First, there was the 2008 cycle, when then-Mayor Bloomberg left the Republican Party, fueling speculation he would run for president as an independent. He ultimately took a pass.
"I've thought long and hard, it's been very flattering," he said at the time.
A similar sequence played out in 2012 and 2016, when Bloomberg determined he had no path to victory and could in fact throw the race to Donald Trump.
This time around, he's decided his best shot at winning is as a Democrat.
"At this moment, we must send a signal to Republicans in Washington that they have failed to lead," the former mayor said in a video on Twitter.
Bloomberg publicly announced his registration change in October, and poured $110 million into U.S. House of Representatives races on behalf of Democrats.
And he's been barnstorming the country, including this week a trip to Iowa, home to the first-in-the-nation nominating contest. Ostensibly, he was there to promote a new climate change documentary he helped fund. But he also attended events focused on renewable energy that had the feel of campaign stops, and had private meetings with top Iowa Democrats.

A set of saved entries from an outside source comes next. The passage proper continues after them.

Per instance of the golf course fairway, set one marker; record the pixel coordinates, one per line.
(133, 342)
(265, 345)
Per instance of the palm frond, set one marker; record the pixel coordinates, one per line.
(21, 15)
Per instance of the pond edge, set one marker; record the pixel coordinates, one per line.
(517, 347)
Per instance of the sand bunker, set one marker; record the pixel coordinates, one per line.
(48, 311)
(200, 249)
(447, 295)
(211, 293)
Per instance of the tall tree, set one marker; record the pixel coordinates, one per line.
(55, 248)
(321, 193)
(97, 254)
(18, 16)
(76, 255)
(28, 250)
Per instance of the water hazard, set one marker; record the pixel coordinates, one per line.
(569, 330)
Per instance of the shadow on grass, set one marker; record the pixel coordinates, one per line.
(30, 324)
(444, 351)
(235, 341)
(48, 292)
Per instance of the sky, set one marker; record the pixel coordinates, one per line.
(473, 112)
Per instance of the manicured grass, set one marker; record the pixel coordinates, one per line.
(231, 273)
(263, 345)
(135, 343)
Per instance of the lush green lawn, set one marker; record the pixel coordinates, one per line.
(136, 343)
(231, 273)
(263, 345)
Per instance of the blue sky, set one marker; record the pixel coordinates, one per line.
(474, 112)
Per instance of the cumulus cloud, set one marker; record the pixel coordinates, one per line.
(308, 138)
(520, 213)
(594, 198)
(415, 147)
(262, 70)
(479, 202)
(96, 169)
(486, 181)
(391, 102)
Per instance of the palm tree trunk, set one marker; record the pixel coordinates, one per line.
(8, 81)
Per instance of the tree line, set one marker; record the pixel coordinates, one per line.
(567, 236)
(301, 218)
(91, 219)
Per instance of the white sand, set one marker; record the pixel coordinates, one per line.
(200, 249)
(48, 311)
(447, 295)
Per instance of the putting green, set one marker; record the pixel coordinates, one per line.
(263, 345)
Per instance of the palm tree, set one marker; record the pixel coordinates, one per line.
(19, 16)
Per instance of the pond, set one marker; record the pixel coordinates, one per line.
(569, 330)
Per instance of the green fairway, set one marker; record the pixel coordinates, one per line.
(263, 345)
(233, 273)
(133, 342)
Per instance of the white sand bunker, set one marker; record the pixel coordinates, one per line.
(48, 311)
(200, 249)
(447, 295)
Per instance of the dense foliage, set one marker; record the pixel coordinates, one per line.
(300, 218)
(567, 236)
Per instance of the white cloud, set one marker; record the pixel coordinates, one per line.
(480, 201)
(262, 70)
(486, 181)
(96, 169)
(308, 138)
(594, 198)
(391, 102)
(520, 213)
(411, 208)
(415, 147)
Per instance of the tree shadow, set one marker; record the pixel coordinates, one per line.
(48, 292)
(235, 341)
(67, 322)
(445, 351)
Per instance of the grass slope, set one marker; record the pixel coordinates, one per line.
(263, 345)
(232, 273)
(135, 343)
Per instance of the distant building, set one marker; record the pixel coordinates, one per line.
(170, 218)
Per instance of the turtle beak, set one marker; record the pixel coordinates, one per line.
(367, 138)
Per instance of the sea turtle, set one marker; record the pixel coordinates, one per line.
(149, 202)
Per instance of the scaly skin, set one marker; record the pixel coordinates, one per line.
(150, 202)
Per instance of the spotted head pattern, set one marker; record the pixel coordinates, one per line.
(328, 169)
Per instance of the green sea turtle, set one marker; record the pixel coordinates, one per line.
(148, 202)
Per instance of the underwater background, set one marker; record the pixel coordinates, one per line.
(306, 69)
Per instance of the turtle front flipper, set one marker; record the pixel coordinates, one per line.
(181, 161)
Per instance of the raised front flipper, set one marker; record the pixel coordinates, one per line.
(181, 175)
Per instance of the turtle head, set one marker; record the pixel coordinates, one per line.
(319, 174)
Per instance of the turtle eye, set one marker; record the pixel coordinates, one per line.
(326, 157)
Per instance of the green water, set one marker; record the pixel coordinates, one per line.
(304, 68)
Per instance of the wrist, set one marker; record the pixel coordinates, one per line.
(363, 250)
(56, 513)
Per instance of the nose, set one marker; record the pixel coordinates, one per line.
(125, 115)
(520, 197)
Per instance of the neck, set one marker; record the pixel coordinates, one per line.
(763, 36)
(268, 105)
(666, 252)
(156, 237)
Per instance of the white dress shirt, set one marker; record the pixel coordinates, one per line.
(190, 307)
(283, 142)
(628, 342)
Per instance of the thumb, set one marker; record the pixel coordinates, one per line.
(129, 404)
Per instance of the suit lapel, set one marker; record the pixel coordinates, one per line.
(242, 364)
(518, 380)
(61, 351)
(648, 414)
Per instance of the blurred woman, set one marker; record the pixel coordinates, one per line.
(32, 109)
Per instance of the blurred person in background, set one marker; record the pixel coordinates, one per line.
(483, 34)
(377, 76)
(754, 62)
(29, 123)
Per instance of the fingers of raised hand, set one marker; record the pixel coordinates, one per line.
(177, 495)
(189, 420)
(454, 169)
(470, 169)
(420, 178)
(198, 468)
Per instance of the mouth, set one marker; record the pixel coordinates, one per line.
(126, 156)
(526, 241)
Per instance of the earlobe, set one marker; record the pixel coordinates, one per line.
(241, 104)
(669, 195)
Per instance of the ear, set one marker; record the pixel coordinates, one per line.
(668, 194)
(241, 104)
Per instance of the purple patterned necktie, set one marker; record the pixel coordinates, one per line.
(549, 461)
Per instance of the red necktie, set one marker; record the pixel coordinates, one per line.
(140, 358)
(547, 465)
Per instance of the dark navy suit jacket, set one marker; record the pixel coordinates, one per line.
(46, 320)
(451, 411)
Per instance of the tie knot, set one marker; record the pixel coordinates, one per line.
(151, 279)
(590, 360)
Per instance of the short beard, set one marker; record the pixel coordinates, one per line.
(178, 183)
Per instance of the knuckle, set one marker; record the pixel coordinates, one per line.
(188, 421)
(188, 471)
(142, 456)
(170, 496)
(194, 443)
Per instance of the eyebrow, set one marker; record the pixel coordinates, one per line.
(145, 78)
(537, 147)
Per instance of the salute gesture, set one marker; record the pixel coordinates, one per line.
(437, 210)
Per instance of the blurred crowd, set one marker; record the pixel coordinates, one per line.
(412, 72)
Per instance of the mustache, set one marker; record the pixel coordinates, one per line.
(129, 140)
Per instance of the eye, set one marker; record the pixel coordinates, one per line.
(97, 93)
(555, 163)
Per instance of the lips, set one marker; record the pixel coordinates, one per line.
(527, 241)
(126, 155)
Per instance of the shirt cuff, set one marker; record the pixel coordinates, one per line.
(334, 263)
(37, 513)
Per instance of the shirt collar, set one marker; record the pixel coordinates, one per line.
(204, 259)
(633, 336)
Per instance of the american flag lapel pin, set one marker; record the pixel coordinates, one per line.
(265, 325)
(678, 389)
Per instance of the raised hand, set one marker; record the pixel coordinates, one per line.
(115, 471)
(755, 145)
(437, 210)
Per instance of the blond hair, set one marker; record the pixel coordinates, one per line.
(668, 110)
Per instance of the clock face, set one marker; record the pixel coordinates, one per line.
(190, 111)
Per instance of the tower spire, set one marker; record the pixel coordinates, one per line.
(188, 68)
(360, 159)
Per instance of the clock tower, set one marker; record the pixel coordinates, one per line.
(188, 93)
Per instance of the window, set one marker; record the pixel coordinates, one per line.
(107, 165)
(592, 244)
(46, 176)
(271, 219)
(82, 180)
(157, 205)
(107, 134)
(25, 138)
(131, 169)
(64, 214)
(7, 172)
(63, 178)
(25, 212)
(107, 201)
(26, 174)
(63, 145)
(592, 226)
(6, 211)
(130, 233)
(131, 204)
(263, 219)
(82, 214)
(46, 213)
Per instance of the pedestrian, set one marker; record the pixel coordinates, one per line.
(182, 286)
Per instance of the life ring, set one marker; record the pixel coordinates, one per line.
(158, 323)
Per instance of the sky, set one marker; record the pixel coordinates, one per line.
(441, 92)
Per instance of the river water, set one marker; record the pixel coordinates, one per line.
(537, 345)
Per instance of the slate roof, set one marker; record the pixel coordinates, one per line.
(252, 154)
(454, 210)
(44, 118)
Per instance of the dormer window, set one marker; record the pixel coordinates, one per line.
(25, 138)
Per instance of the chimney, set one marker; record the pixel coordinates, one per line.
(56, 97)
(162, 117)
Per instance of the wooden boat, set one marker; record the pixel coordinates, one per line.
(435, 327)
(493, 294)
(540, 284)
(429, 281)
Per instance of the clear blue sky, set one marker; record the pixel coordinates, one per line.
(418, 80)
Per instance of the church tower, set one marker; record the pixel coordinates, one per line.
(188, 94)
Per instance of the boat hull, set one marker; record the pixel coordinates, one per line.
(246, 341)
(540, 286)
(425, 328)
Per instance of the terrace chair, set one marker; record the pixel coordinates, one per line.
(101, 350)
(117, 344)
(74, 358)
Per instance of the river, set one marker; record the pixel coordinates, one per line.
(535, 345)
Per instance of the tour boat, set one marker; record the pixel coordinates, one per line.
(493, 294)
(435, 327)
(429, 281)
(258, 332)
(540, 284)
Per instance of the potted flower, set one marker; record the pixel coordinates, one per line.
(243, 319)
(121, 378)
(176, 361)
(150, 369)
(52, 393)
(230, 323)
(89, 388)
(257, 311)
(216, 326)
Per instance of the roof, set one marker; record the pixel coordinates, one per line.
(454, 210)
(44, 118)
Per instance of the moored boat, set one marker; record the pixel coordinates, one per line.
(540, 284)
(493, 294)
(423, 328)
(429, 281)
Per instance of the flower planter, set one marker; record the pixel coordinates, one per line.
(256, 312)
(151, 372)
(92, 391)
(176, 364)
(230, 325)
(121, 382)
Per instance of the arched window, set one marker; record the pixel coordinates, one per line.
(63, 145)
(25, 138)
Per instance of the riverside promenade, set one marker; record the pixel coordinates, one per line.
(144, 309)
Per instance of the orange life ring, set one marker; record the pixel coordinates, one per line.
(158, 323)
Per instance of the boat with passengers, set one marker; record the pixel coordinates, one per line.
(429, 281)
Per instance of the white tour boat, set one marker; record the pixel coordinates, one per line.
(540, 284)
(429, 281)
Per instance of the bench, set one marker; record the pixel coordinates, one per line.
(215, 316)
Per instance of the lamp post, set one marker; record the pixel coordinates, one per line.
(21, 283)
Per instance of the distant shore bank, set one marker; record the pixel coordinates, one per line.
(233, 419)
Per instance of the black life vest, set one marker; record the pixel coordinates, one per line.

In interviews, he seems to be rehearsing his pitch to voters: "I have a lot of experience which would be useful if I was president of the United States. That doesn't mean I'm going to run."
But it's no secret he's seriously considering it. Bloomberg, who premiered the documentary Monday night in Manhattan, is even thinking ahead to what might become of his business, Bloomberg L.P., telling an interviewer he'd likely sell or put the business into a blind trust if he won the White House.
But first, he has to decide to take the leap, a call he says he'll make in the next couple of months.
Also early next year: an updated edition of his 1997 autobiography, "Bloomberg by Bloomberg," will hit shelves — a common move, it should be noted, made by serious presidential contenders.